UT's fourth quarter scoring drive that ended with RB Selvin Young's 2-yard touchdown run to seal the deal was the team's longest in terms of plays (19) and time (9:04). Texas converted five first downs and one HUGE fourth-down on the series. On the Horns' first possession of the game, the offense drove 80 yards in 12 plays, marking the first time all season Texas has recorded two or more scoring drives of 12 plays in a single game.
So, what was the difference Saturday?
Head coach Mack Brown continues to bristle at the suggestion that there might have been something chronically wrong with any particular phase of his offense (e.g., poor blocking, dropped passes, injuries) but that it has been a matter of correcting sporadic inconsistencies in the ground game (virtually undetectable and inexplicable to fans, apparently).
"We needed to get our running game back on track, but it's really hard to explain to most people why it's not working," Brown said. "We saw a lot of good things, but we didn't have the consistency that we wanted. It was always some little something. For whatever reason today, we made some long runs. Before today, we hadn't made any explosives plays out of our running game but today we did."
I like Benson's response better.
"I think it started to make some guys sick," the sophomore tailback said of the anemic ground game that has generated more criticism than yardage since Big 12 play began Oct. 5.
(Hey, Ced! We understand!)
"We were tired of playing like we weren't a top team," Benson said. "We started playing like we should have."
Defensive coordinator Carl Reese defended "my buddy (offensive coordinator) Greg Davis" during the post-game interview session. Davis has become a moving target as of late for the immobilized ground game that sprang to life Saturday. Reese was the keynote speaker at a mid-week meeting of the Austin Longhorn Club but was constantly asked questions about the running game rather than defensive schemes.
"The best defense is the offense playing," Reese said. "Today, our offense saved us."
The suddenly explosive ground game offered a nice respite for the defense, DT Marcus Tubbs admitted.
"It felt good to just sit back and watch the game, to relax and get your rest," he said.
RG Derrick Dockery, the team's most experienced and versatile blocker, recalled how Davis challenged the offensive line to rise to the occasion Saturday when the game plan called for moving the sticks, and controlling the clock by grinding it out.
"Coach Davis, the night before last, kept telling us ‘11 for 60 minutes,'" Dockery recalled. "Instead of just one person, he wanted 11 people for 60 minutes. To not have that one bad play, but 11 people for 60 minutes."
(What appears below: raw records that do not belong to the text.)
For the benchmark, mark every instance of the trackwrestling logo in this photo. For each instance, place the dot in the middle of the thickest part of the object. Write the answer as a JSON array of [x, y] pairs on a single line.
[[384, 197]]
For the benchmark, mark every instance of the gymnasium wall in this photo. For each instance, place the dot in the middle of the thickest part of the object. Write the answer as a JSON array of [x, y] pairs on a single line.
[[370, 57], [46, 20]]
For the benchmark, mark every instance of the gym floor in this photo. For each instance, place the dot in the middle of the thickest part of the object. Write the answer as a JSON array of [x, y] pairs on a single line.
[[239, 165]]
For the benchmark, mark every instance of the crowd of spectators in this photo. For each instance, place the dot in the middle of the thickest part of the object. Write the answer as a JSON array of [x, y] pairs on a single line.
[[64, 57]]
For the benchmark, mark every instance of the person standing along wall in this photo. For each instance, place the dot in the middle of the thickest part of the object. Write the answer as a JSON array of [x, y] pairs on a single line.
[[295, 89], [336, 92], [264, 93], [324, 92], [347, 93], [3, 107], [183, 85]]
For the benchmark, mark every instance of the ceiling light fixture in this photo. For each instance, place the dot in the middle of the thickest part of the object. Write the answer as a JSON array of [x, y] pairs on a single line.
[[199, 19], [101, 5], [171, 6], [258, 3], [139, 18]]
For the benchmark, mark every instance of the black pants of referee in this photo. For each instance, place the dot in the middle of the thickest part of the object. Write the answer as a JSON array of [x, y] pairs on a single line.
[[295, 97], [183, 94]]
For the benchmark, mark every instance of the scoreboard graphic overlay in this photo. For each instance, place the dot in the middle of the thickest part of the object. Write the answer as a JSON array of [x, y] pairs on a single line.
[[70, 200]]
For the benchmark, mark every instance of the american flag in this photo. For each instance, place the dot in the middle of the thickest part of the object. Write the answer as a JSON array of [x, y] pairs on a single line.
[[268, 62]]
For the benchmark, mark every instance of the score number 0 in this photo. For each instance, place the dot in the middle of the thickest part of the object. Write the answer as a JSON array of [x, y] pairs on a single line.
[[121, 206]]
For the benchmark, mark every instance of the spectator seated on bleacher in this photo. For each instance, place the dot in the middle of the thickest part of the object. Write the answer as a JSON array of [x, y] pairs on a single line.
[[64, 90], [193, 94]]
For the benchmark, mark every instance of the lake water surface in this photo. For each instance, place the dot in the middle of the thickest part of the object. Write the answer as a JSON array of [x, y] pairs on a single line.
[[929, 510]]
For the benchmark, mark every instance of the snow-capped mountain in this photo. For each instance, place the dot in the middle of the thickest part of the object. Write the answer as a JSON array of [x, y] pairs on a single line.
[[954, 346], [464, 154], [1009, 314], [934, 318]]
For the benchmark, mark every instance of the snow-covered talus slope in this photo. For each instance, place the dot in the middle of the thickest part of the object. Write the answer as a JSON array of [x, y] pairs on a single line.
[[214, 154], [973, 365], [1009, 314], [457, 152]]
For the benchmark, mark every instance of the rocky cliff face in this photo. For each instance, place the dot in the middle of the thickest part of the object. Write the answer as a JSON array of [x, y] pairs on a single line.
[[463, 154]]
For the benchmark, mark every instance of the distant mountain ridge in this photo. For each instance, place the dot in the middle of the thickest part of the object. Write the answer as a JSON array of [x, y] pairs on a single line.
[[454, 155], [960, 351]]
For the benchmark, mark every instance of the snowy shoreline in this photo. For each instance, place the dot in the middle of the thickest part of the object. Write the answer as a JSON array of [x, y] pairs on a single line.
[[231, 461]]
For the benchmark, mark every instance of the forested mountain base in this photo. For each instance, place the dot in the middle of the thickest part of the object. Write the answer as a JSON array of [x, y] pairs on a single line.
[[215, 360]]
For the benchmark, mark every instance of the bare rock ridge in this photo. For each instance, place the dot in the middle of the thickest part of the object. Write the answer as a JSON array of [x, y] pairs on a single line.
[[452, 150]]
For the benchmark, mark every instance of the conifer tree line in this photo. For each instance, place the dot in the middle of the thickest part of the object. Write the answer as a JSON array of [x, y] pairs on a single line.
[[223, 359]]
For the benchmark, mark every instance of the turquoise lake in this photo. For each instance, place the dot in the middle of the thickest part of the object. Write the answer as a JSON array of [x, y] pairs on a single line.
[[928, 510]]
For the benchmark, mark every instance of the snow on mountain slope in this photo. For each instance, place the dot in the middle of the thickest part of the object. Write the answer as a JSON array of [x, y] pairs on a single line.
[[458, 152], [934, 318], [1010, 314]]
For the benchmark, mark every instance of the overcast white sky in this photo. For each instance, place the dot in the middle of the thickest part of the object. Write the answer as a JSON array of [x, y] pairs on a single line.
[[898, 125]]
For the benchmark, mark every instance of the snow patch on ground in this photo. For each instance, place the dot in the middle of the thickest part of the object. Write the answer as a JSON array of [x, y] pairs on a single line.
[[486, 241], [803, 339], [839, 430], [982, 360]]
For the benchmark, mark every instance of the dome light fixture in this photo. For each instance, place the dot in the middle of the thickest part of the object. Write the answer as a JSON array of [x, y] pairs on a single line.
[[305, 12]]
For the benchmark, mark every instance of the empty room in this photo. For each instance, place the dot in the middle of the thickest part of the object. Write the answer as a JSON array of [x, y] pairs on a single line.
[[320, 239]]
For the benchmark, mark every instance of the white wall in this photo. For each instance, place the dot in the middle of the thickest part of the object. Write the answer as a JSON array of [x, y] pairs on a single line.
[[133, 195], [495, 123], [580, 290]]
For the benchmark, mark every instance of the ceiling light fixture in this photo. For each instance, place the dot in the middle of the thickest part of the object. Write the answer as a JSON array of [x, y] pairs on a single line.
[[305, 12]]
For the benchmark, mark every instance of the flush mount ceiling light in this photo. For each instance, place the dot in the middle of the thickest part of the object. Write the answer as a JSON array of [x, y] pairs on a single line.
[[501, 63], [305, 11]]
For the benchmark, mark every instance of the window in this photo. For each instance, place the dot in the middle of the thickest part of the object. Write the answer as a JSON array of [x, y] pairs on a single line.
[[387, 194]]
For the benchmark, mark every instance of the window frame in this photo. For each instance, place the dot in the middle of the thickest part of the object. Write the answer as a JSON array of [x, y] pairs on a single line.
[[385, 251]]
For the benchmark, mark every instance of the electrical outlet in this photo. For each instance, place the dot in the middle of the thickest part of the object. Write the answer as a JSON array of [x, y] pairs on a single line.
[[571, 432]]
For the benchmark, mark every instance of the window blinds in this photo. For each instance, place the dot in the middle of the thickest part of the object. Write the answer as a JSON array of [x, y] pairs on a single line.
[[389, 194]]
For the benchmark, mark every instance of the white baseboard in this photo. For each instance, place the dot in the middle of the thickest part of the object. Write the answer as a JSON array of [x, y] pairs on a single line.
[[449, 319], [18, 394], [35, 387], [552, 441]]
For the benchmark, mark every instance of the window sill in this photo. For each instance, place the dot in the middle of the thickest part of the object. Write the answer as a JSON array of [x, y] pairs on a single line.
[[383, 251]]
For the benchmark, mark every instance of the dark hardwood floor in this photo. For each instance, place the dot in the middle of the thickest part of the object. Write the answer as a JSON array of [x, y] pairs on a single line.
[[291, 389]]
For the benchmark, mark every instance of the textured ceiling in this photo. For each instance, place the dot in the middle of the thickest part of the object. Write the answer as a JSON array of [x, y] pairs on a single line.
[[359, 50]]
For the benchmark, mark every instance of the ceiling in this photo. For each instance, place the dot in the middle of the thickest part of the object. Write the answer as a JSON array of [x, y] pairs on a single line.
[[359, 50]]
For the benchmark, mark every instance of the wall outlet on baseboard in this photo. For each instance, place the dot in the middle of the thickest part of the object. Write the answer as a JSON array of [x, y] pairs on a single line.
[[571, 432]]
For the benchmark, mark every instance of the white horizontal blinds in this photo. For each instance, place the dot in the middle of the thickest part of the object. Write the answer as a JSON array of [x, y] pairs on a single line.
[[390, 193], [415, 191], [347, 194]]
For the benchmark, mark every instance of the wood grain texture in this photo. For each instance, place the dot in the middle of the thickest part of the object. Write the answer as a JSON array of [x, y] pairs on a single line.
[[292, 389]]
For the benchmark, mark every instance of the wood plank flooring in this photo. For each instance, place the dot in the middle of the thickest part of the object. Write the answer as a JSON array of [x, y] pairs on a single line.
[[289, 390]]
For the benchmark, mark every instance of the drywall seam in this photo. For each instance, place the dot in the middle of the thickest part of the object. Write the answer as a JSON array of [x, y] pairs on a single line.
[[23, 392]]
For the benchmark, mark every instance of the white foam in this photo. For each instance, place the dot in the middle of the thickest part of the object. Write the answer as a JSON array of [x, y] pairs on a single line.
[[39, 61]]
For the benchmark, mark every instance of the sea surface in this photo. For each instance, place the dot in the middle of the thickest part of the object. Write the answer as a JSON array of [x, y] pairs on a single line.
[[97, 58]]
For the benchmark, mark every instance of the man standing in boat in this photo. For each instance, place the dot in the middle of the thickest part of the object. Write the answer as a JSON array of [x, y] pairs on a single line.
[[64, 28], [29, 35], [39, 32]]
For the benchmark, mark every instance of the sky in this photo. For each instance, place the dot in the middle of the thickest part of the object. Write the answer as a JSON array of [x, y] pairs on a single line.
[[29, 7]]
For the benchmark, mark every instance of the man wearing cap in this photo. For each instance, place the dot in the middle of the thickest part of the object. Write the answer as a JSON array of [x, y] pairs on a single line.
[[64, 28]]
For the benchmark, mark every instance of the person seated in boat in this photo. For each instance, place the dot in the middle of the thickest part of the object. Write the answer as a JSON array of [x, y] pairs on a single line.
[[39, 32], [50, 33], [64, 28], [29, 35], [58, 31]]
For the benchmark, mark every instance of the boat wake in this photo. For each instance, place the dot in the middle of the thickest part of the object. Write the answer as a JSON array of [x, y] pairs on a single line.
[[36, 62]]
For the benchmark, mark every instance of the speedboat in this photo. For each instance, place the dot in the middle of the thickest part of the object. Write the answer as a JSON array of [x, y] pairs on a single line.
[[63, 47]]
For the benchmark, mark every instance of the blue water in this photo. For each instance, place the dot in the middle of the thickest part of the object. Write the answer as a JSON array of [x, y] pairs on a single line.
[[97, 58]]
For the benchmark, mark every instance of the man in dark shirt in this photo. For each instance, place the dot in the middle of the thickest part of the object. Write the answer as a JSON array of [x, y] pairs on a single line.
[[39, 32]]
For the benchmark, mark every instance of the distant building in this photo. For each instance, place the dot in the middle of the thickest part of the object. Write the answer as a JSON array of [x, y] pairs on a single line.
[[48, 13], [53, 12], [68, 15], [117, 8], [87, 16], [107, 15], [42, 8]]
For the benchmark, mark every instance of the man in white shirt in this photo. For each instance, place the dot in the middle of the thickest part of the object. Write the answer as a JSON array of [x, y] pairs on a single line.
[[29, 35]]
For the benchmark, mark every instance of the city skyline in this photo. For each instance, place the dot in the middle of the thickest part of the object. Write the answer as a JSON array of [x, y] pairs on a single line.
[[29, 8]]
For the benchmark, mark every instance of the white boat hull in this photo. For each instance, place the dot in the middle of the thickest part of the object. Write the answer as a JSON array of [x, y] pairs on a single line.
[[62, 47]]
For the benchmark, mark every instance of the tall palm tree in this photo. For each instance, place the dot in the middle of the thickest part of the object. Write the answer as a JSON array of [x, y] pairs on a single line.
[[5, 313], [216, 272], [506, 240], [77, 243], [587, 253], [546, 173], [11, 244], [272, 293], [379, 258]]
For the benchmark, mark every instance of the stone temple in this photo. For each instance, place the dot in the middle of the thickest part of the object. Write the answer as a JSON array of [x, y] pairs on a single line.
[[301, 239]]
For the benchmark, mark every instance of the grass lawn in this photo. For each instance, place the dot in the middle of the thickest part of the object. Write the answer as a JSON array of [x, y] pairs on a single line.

Added Dockery: "We took it upon ourselves. It was a very close game. We told ourselves at halftime that we were that close (to achieving ‘11 for 60'). We came out and established the run, and it was downhill from there. People had a tendency to talk bad about the offensive line: ‘We're not doing this' or ‘We're soft'. It was personal. We came out today and it was like, ‘Man, forget everybody else. It's just us. We're a family and an offensive line.' And we got it done."
Benson, the chief benefactor of the line's newfound resolve, echoed the sentiment.
"(The offensive line) stayed positive," Benson said. "Week in and week out, they were saying, ‘We're gonna get it. We're gonna get it. It's gonna happen.' We finally got it done, and I'm so proud of them."
Or, to put a new spin on an old Darrell Royalism: Trends are bunk. Angry linemen win football games.